Der Künstler Udo Rutschmann hat in St. Moritz für die nächsten Monate »Die Beobachterin« installiert, eine überlebensgroße weiße weibliche Figur. Im Schnittpunkt zweier auf dem Boden liegender sich kreuzender Balken erhebt sich eine schmalgliedrige weibliche Figur, gehalten von zwei sich ebenfalls kreuzenden dünnen Stahlgerüsten.
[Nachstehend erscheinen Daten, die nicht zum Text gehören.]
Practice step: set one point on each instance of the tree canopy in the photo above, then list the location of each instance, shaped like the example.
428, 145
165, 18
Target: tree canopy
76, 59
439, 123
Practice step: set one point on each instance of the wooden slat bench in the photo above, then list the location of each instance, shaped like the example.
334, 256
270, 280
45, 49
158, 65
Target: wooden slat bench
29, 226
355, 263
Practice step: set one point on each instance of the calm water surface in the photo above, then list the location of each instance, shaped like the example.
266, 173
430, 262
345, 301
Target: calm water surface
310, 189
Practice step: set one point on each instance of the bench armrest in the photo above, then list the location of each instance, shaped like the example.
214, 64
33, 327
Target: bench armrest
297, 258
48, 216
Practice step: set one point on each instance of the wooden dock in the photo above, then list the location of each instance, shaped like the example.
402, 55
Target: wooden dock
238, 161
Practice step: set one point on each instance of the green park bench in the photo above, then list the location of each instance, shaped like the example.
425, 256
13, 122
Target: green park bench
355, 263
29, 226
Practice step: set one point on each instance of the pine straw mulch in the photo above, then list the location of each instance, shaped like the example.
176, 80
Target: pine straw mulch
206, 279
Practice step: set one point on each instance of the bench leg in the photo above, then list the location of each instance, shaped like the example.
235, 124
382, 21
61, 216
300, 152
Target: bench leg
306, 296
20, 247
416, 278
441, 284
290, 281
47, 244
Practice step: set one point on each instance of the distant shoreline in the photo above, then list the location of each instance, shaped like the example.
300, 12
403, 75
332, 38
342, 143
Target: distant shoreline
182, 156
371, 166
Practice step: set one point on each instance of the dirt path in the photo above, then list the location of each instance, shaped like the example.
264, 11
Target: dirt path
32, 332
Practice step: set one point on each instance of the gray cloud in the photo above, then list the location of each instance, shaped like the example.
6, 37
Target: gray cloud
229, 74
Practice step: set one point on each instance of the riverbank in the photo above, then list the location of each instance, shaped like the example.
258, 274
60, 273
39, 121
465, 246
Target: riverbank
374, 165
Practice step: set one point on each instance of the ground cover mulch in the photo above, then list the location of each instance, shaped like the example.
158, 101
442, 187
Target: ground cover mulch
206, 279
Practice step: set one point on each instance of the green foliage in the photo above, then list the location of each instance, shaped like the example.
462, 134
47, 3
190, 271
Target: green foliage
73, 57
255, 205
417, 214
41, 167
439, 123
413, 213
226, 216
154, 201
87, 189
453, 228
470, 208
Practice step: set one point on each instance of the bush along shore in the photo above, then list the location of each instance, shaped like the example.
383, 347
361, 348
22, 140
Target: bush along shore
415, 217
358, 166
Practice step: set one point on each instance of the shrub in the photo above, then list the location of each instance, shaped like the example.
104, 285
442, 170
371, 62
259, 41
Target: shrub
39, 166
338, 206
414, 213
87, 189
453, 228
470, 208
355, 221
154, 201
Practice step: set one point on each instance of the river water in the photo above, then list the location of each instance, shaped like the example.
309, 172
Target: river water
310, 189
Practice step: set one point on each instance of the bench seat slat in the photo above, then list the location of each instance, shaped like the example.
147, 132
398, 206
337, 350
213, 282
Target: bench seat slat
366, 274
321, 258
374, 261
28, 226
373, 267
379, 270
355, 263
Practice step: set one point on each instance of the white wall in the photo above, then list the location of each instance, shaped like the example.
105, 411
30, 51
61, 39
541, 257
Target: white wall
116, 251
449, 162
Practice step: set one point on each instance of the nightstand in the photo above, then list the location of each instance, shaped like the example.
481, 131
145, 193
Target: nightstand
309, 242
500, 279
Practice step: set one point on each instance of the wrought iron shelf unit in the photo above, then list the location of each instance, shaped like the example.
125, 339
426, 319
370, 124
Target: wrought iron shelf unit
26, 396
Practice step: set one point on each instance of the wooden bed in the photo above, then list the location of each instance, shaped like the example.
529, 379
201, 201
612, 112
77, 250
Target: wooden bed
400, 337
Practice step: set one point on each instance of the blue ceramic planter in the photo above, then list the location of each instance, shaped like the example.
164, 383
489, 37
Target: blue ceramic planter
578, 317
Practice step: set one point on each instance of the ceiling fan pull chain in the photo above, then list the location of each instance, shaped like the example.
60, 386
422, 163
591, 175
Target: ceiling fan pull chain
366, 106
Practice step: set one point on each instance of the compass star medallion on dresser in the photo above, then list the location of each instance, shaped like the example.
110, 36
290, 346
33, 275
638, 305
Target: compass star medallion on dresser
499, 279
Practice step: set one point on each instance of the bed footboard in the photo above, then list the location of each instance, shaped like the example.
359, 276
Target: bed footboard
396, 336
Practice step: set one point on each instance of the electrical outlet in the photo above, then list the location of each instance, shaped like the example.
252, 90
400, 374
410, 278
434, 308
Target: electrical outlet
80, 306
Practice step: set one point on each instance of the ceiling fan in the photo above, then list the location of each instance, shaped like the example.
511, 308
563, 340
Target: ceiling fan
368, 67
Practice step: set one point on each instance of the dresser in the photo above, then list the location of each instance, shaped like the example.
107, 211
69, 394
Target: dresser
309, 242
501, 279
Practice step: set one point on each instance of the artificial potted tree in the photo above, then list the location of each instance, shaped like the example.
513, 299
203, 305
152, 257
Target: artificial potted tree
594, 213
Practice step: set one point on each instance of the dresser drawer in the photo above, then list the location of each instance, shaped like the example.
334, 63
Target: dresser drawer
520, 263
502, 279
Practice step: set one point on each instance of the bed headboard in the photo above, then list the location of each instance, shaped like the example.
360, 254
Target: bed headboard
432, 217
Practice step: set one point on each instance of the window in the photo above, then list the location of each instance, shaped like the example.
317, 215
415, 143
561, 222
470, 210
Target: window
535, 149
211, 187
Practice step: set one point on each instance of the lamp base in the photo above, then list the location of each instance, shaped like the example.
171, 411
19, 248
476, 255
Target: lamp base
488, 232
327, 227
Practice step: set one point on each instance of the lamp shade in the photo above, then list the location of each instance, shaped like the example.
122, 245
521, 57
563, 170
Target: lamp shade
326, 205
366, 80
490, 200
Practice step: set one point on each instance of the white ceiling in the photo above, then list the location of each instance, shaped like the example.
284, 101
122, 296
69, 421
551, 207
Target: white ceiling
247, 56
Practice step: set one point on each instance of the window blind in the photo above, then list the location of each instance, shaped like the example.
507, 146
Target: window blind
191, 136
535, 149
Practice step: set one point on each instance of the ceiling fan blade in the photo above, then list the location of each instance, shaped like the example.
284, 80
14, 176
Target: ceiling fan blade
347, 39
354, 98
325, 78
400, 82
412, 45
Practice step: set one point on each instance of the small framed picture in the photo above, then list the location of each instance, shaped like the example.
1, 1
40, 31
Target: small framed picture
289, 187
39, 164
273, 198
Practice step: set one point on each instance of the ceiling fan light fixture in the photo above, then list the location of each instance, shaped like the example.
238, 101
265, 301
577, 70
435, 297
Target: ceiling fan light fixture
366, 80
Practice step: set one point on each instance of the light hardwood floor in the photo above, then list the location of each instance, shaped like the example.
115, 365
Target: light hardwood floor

Die Gestalt selbst wird definiert und verhüllt durch ein mattweißes sprödes Netzwerk, das sich über ihr abstrakt stählernes Skelett legt und wie eine Schleppe weiter in den Raum greift.
Dieses empfindliche Geflecht aus medizinischen Gipsbinden hat Rutschmann vor Ort geformt und drapiert, einerseits schiere Notwendigkeit, da die feuchten Binden innerhalb von Minuten zu spröde fragilen Formen härten, andererseits ist dieses spezielle Arbeiten, nachts im Kirchenraum, auch unabdingbarer Teil des künstlerischen Prozesses.
So wie sie sich jetzt zeigt, scheint eine Bewegung der »Beobachterin« kaum möglich, sie würde zerbrechen. Ihre anmutige Stabilität wahrt sie nur an genau diesem Ort. Rutschmann setzt seine Skulptur in enge Beziehung zur vorhandenen barocken Figur des Christus Salvator, indem er Gegensatzpaare zulässt. Die stillstehende »Beobachterin«, weiß, weiblich und luzide, und der hölzerne Christus Salvator in Bewegung, männlich und farbig gefasst, halten ständigen Blickkontakt. Diese Situation hat es ungemein Anrührendes, entbehrt aber auch nicht einer gewissen Ironie: Die neu Hinzugekommene bleibt abwartend stehen, der dauerhaft eilende Christus kommt nicht von der Stelle …
Rutschmann setzt mit seiner groß dimensionierten transparenten Installation einen deutlichen Kontrapunkt zum Vorhandenen, doch fügt sich »Die Beobachterin«, den Proportionen und Strukturen des Raumes folgend, still und sicher ein. Sie wird in diesem Kontext auch zur Beobachteten, umgeben von Besucher*innen und Gläubigen – für eine Weile ist sie Teil der Gemeinde St. Moritz geworden.
»Die Beobachterin« kann täglich in der Moritzkirche besucht werden, Mo – Sa von 8.30 bis 17.30 Uhr, So von 12 bis 17 Uhr. Bitte die Gottesdienstzeiten beachten. Die Finissage findet im Rahmen der Langen Kunstnacht am Samstag, 24. Juni von 20 bis 21.45 Uhr statt.